O princípio ativo presente nos apokambô foi patenteado pelos Estados Unidos, o que causa problemas em termos de propriedade, de direitos autorais dos índios e também dos direitos de propriedade das comunidades indígenas. Já se tem conhecimento que pesquisas estão sendo feitas para descobrir quais substâncias secretadas pelo sapo aumentam a imunidade, com o objetivo final de utilizá-las no tratamento de doenças.
A perda de grandes soluções
Muitos animais são extintos antes mesmo que se possa conhecer suas propriedades. Foi o caso da rã de incubação gástrica, que abrigava os ovos dentro do estômago até que os sapinhos estivessem formados
As extinções são uma das grandes responsáveis pela perda de muitas substâncias, que podem até se tornar jamais conhecidas pelo homem.Um exemplo disso é o Rheobatrachus silus, conhecido pelo nome popular gastric-brooding frog (“rã de incubação gástrica”), sapo que possuí uma forma muito peculiar de reprodução. Após desovar, a fêmea ingeria os ovos, os incubava dentro do estômago, e os filhotes já saiam metamorfoseados em pequenos sapinhos.
No período que os ovos ficavam em seu estômago a fêmea produzia alguns hormônios que impediam que o órgão liberasse ácido gástrico. Esse potencial foi amplamente estudado do ponto de vista de substâncias que possam servir como medicamentos anti-úlcera.
Não foi possível realizar outras pesquisas pelo fato da espécie ser considerada extinta nos anos 80. Descoberto na Austrália, na década de 70, o anfíbio desapareceu rapidamente. “O bicho foi fotografado deixando o seu filhote sair já formado pela boca, o que chamou tanta atenção da parte médica como de exploradores. Todos queriam ter um bichinho desses para si, e aos poucos os sapos foram desaparecendo. Em apenas seis anos após ser registrado o animal já havia desaparecido. Sem contar que a única região que a espécie vivia era voltada para a mineração, o que acelerou a sua perda de habitat”, aponta Christine.

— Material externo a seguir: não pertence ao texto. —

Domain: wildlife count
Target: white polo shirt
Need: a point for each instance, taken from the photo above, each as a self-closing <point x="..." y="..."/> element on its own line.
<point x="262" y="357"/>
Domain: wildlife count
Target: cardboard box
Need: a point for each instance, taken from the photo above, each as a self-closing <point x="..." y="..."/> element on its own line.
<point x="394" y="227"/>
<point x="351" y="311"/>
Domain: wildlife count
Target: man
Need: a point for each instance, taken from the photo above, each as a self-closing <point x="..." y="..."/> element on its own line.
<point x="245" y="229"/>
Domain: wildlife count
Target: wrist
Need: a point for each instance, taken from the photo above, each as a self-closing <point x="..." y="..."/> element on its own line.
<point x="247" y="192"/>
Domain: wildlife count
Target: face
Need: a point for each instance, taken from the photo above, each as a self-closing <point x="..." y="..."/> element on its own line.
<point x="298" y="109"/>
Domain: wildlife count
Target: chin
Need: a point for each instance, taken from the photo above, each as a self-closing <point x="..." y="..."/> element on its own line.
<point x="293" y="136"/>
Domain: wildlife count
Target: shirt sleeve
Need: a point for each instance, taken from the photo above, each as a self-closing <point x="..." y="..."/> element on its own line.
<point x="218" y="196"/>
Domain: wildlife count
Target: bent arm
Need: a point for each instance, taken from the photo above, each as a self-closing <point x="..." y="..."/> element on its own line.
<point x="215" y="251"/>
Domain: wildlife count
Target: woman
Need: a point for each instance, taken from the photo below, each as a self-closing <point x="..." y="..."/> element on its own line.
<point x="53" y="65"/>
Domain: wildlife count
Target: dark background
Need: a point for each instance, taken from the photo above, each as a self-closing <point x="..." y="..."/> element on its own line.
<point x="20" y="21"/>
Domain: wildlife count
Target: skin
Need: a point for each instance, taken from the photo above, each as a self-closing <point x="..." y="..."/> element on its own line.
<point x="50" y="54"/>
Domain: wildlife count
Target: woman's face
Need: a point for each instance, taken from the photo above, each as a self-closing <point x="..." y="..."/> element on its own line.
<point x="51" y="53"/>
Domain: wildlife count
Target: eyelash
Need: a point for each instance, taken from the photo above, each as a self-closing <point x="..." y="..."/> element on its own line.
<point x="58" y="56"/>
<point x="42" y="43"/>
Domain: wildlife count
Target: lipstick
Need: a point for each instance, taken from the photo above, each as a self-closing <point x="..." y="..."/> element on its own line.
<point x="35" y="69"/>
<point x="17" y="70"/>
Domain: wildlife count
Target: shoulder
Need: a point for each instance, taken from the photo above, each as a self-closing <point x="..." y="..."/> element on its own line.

Os sapos, as pererecas e as rãs são anfíbios que fazem parte da ordem Anura, que significa “sem cauda”. O termo anuro é usado para representar esses animais, que possuem diferenças bem peculiares. Os sapos são animais predominantemente terrestres, possuem pele rugosa, membros dianteiros curtos e crânio com ossificação bem evidente. As pererecas são espécies mais arbóreas, que possuem os membros dianteiros e traseiros compridos e com discos adesivos nas pontas dos dedos. Já as rãs possuem a pele lisa e úmida e membros traseiros bem musculosos.
O estudo com anuros não é recente. Ainda nas décadas de 1930 e 1940 rãs da espécie Xenopus laevis foram amplamente utilizadas na Europa, Austrália e América do Norte em testes de gravidez. “Uma amostra de urina da mulher era injetada sob a pele do sapo. Caso a mulher estivesse grávida, um hormônio denominado gonadotrofina-coriônico em sua urina estimularia a fêmea dessa espécie a desovar”, afirma Domingos de Jesus Rodrigues, doutor em ecologia e professor da UFMT - Sinop.
Um dos primeiros ganhadores do Prêmio Nobel, Otto Loewi, teve seu trabalho baseado nos anuros. Otto foi premiado com o Nobel de Fisiologia ou Medicina em 1936, por pesquisar as transmissões dos impulsos nervosos. Para tal descoberta o pesquisador realizou testes em sapos.